Blurring Boundaries in Academic Work

Wissenschaftsrat
Jour Fixe International
Cologne, Germany
February 24, 2015

Abstract

Studies have showed that academic professional autonomy as well as what constitutes academic work are increasingly questioned in the context of three major developments. First, the New Public Management inspired reforms geared towards efficiency and effectiveness in public sectors have affected universities as they have become more 'corporate' organizations with stronger organizational management and performance monitoring. As a by-product of managerial reforms, universities increasingly profile themselves to retain competitive advantage which may impact the profiles of academic staff being hired and promoted.
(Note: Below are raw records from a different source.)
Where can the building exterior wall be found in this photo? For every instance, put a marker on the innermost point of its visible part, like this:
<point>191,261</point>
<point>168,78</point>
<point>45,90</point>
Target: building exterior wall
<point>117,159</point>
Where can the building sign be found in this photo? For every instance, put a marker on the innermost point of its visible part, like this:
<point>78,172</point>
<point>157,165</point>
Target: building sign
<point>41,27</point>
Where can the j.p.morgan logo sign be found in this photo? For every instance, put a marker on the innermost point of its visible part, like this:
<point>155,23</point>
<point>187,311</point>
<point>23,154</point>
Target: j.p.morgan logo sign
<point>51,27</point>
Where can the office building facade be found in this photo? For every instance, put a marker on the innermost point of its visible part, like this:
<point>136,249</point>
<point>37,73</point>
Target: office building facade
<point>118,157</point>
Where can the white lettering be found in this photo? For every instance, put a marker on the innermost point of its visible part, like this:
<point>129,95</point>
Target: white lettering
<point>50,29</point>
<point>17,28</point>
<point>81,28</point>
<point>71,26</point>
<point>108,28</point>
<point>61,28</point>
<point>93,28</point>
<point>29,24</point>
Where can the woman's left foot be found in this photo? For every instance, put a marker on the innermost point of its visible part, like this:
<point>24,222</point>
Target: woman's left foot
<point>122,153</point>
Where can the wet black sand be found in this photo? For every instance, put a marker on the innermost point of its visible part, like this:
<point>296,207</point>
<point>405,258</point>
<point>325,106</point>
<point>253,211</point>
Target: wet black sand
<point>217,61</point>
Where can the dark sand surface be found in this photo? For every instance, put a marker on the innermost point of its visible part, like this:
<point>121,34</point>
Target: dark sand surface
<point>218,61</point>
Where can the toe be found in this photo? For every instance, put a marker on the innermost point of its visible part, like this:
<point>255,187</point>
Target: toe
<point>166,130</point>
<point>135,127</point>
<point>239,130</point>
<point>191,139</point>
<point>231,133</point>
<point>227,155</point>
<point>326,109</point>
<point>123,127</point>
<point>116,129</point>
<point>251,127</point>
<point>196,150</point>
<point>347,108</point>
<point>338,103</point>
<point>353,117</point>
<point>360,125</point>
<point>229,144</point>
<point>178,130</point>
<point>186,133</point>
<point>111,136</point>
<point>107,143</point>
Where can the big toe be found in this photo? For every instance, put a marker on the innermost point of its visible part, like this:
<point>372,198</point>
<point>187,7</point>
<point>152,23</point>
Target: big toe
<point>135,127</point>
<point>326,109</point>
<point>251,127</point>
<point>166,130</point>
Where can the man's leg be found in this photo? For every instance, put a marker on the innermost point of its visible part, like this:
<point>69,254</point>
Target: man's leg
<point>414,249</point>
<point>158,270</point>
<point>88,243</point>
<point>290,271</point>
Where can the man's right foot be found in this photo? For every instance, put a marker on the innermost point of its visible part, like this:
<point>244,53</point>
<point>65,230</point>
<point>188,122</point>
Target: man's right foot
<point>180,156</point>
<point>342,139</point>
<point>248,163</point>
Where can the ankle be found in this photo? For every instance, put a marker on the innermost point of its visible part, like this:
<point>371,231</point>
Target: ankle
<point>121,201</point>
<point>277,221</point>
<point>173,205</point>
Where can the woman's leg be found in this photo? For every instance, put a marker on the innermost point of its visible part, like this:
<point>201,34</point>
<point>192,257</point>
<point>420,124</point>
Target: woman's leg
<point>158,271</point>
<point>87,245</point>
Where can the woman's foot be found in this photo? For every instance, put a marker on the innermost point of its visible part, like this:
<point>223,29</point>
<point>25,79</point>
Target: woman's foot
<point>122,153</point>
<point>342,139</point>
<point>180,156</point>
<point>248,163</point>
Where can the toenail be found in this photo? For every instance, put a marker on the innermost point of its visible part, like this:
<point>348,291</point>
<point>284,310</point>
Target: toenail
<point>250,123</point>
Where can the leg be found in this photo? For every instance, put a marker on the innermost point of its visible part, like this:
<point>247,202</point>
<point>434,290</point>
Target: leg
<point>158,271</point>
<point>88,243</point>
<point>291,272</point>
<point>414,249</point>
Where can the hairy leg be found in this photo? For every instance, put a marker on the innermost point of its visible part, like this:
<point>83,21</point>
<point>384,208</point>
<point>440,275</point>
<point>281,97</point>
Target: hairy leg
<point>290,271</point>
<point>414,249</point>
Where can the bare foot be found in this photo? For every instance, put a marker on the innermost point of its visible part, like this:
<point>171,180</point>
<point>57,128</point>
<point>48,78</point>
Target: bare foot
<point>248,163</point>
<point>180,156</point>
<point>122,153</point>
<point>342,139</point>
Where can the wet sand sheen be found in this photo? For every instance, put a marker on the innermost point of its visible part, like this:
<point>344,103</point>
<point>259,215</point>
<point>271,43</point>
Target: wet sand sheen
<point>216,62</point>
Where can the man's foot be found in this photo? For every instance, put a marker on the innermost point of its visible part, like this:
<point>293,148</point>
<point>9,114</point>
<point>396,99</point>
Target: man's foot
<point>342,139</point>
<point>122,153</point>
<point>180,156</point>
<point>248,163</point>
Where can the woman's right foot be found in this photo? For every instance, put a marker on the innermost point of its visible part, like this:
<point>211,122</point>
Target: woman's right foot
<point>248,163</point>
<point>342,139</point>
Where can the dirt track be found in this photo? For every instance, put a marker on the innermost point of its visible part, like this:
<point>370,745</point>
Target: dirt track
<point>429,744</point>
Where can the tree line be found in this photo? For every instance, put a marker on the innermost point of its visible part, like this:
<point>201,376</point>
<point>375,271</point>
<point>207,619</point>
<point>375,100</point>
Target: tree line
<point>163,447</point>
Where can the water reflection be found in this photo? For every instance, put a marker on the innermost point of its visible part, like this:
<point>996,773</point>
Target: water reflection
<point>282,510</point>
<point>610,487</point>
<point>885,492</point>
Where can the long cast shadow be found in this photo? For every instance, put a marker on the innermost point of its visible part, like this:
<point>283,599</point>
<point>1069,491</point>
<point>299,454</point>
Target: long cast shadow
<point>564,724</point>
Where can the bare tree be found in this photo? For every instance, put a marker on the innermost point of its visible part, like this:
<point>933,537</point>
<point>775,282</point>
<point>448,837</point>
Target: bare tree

Second, the blurring of organizational boundaries is increasingly the norm which may require academics to work in a collaborative mode and produce relevant work for the broader society. Third, Academic Capitalism has increasingly permeated universities with the requirements for entrepreneurial behaviour of academics (Slaughter and Rhoades, 2004).

Despite the recent work on blurring boundaries in academic work away from the traditional 'scholar' perspective towards an academic capitalist (Lam 2010; Leišytė, 2015) it is still unclear how boundaries are blurring when it comes to combining traditional roles of teaching and research with services and entrepreneurship. The evidence on academic entrepreneurship and academic symbolic compliance show that buffering and other strategies are successfully employed by academics. Building on the notion of symbolic boundaries (Lamont and Molnar, 2002) we aim to understand how medieval historians maintain or disrupt their academic moral framework while responding to the pressure to adopt entrepreneurial roles from their institutional environment. How do they incorporate the new entrepreneurial roles along their traditional academic roles? We do so by studying medieval historians in research universities in two national contexts: the UK and the Netherlands.